Skylar painfully stacks salt and grunts whiningly as she does it. Frodale saunters back to check on her and reminds her that she's supposed to stay off her ankle. "Whatever, it's not like I got shot," Skylar snits. That gets a cheer from me. But then it appears that Skylar no longer really cares what happened at the mine; she's more annoyed that all this "random criticism about [her] dad is flying out at [her]." Skylar doesn't understand why people who were supposed to be his friends are bashing him. Frodale explains that the miners are just scared of her dad. Skylar insists that her dad was a good man. He paid for the clock on Main Street, and he did other good things. Maybe he lorded the clock over everyone, insisting that their time was always his time, or something even more Pottersvillish. "Maybe he did," Frodale says wisely, "but that's not why they were nice to him. They were nice to him because he had a lot of power. That's how it works." Skylar frets, and Frodale lugs his dead eyes back outside.
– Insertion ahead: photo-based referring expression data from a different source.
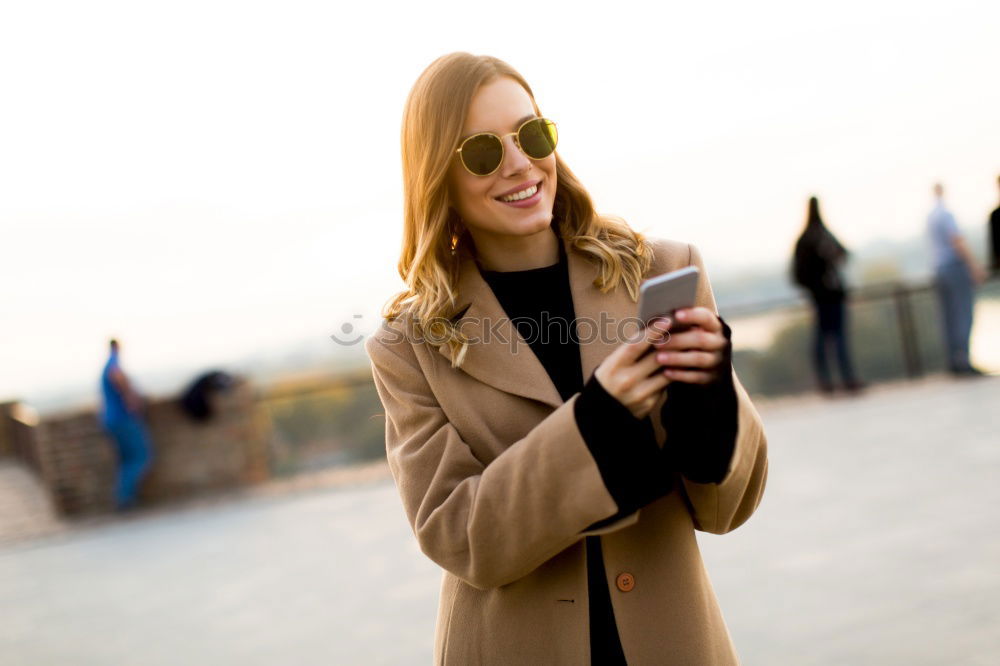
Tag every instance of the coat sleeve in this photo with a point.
(487, 524)
(723, 506)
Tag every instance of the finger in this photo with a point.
(634, 347)
(689, 376)
(699, 316)
(690, 359)
(629, 375)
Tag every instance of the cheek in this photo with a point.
(468, 191)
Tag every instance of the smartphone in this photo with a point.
(662, 295)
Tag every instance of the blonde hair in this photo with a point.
(433, 118)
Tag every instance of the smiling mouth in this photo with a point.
(521, 194)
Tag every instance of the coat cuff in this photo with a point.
(630, 461)
(701, 422)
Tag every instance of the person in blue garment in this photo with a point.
(122, 417)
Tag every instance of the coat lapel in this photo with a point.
(500, 357)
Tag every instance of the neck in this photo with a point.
(503, 252)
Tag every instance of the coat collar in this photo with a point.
(504, 360)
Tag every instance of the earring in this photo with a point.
(453, 233)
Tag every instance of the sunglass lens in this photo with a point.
(538, 138)
(482, 154)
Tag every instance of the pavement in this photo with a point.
(877, 542)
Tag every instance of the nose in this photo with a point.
(514, 159)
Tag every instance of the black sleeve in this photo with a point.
(625, 449)
(701, 422)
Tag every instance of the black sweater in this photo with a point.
(700, 421)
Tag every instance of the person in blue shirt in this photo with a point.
(122, 418)
(956, 274)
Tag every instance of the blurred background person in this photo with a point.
(956, 274)
(196, 401)
(815, 267)
(122, 418)
(995, 238)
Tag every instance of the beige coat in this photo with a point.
(498, 485)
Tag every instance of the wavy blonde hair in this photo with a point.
(433, 118)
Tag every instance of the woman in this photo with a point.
(563, 512)
(818, 255)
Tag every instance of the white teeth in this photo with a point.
(523, 194)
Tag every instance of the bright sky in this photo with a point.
(210, 180)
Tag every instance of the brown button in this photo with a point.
(625, 582)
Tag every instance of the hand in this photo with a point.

New Bern. Hawkins, Ted, and Maggie sneak into position behind the same charred wreck of a car. Hawkins is off to the factory to do a little munitions shopping, and he wants Ted to cover the guards on the roof. "I thought I was driving," Ted protests nervously. Plans change during a bomb-fueled jailbreak in a post-apocalyptic world; learn to roll with it. Hawkins hands over his gun, which Ted looks at like it's a big ugly bug, and orders Ted to take the sniper out first if necessary. "Five months ago, you know what I was doing?" Ted asks anyone who cares. Hunting jackrabbits? "Customizing my truck." Of course you were. Maggie was working on her Russian lit dissertation. Maggie asks Hawkins, "What were you doing last time things were normal?" Oh, this will be good. "I can't remember back that far," Hawkins says with a wry smile. I love him. Maggie asks how they'll know when he's finished. Hawkins cocks his gun and says, "You'll know." Of course they will. Because he's Hawkins.
Connie pulls up with Russell and Dad and strides away into New Bern's Town Hall. Russell offers to wait, but Dad kindly tells him to go home. "We can fix this," Russell says desperately. "It doesn't have to end this way." Dad waxes prophetic: "I get the feeling it's just getting started." He offers sanctuary to Russell in Jericho. Russell can't. New Bern is his home. He's got a family, a daughter. Plus, he keeps hoping that if he stays, they can fix all this. Aw, poor, good, idealistic Russell. Dad grips Russell's upper arm in farewell and walks away. Russell thinks for a moment then follows Dad again, saying, "You get in a bad situation, go to the railroad tracks and go east." It will get him to Route 70, and he won't have to deal with the checkpoints. They shake, and Dad thanks him again. Connie comes out, not looking at Dad, and says it's not a "good day." Dad will have to come back tomorrow. Because today, his sons are partly bleeding with a chance of sporadic bruising. Tomorrow, however, they are expecting a cold-pack front with afternoon scabbing. Dad's not leaving until he sees his sons. Connie offers him a deal: return all of Connie's citizens who were shot, and Dad can have fifteen minutes with his sons. Dad is quietly threatening. Perkins comes up. Dad gives him a quick once-over, dismisses him as unimportant, and jerks his head at Perkins, asking Connie, "What's this?" His escort to the checkpoint. Another deputy walks up. Dad glares long and hard at Connie as he backs away before turning around to get back into the car.